CISMIL Military Security and Informations Center

Agency overview
- Formed: 2010
- Jurisdiction: Government of Portugal
- Minister responsible: Nuno Melo, Minister of National Defence;
- Agency executive: Admiral António Manuel Fernandes da Silva Ribeiro, Chief of the General Staff; Commodore Proença Mendes, Chief of the CISMIL;
- Parent department: Minister of National Defence
- Parent Agency: Armed Forces General Staff

= Centro de Informações e Segurança Militares =

Portuguese intelligence service

Centro de Informações e Segurança Militares (Portuguese for "Military Security and Informations Center") or CISMIL is the joint military intelligence service of the Armed Forces of Portugal.

The CISMIL is the body responsible for the production of the intelligence needed for the fulfillment of specific missions of the Portuguese Armed Forces and for ensuring the military security. It is part of the General staff of the Armed Forces (EMGFA) and is headed by a major-general or a rear-admiral.

==Organization==
In its organization, CISMIL includes:
1. Planning Bureau;
2. Research Coordination and Management Bureau;
3. Production Bureau;
4. Security and Counter-Information Bureau;
5. Defense and Military Attachés Liaison Office;
6. Support Section.

==History==
CISMIL was created in 2010 in the scope of the reorganization of the General Staff of the Armed Forces of Portugal (EMGFA). It is the successor of several Portuguese joint military intelligence services that existed in the past, namely the EMGFA 2nd Division (1974–75), the SDCI (1975–1976), the DINFO (1977–93) and the DIMIL (1993–97).
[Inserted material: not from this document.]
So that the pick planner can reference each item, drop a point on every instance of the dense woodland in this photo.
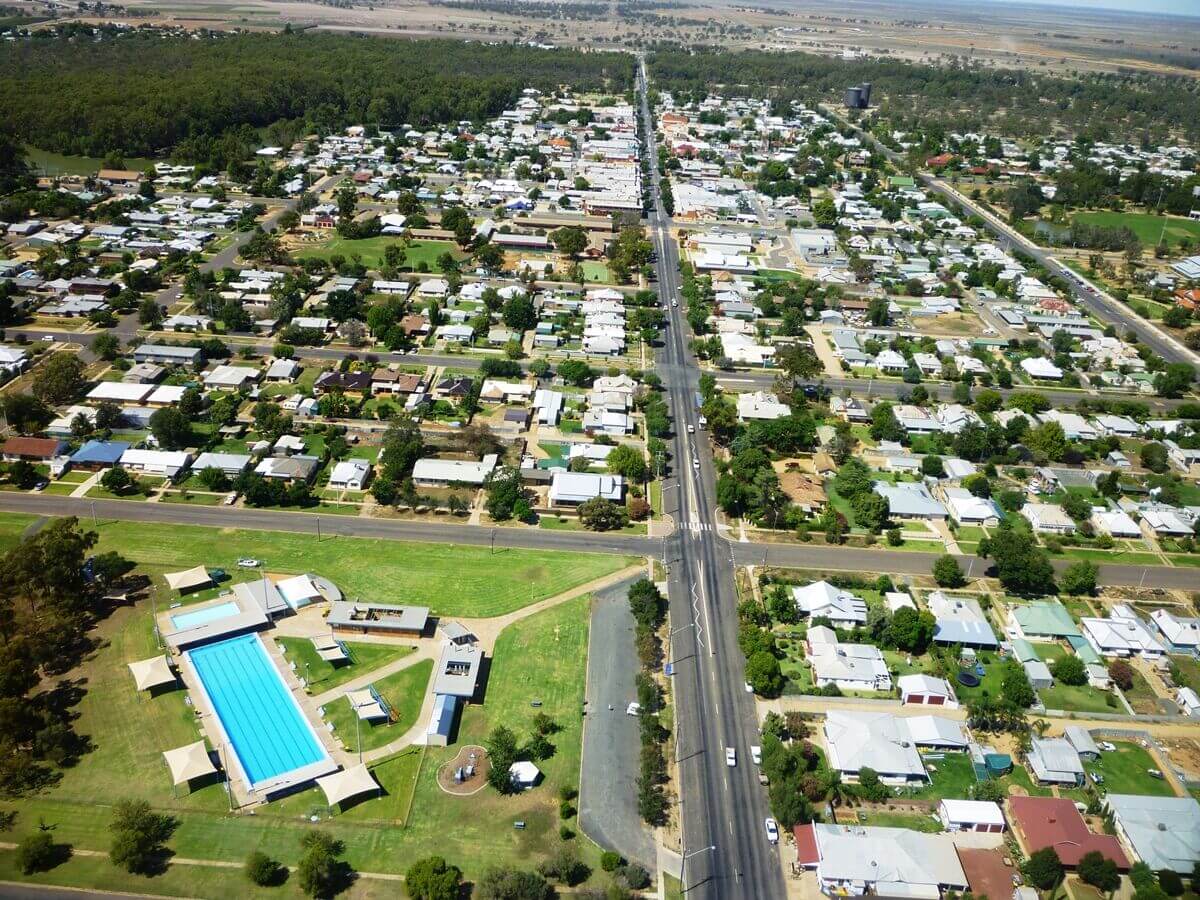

The framework law of the Informations System of the Portuguese Republic (SIRP) of 1984, predicted the existence of the SIM (Military Informations Service), that however was never created like that, the role of military intelligence continuing to be performed by the DINFO.

The reorganization of the SIRP, led to the creation of the SIEDM (Military and Defense Strategic Informations Service) in 1997. The new SIEDM assumed the roles previously planned to be divided by the two distinct and never activated agencies, the SIM (military intelligence) and the SIED (foreign strategic intelligence).

In 2007, the new reorganization of the SIRP led again to the separation of the foreign strategic intelligence from the military intelligence. The SIEDM became again the SIED (Defense Strategic Informations Service), with the sole role of foreign intelligence. To fulfill the role of military intelligence, the CISMIL was created in 2010.

It is known that CISMIL operatives were active in support of the Portuguese Forces in Kosovo, Lebanon and Afghanistan.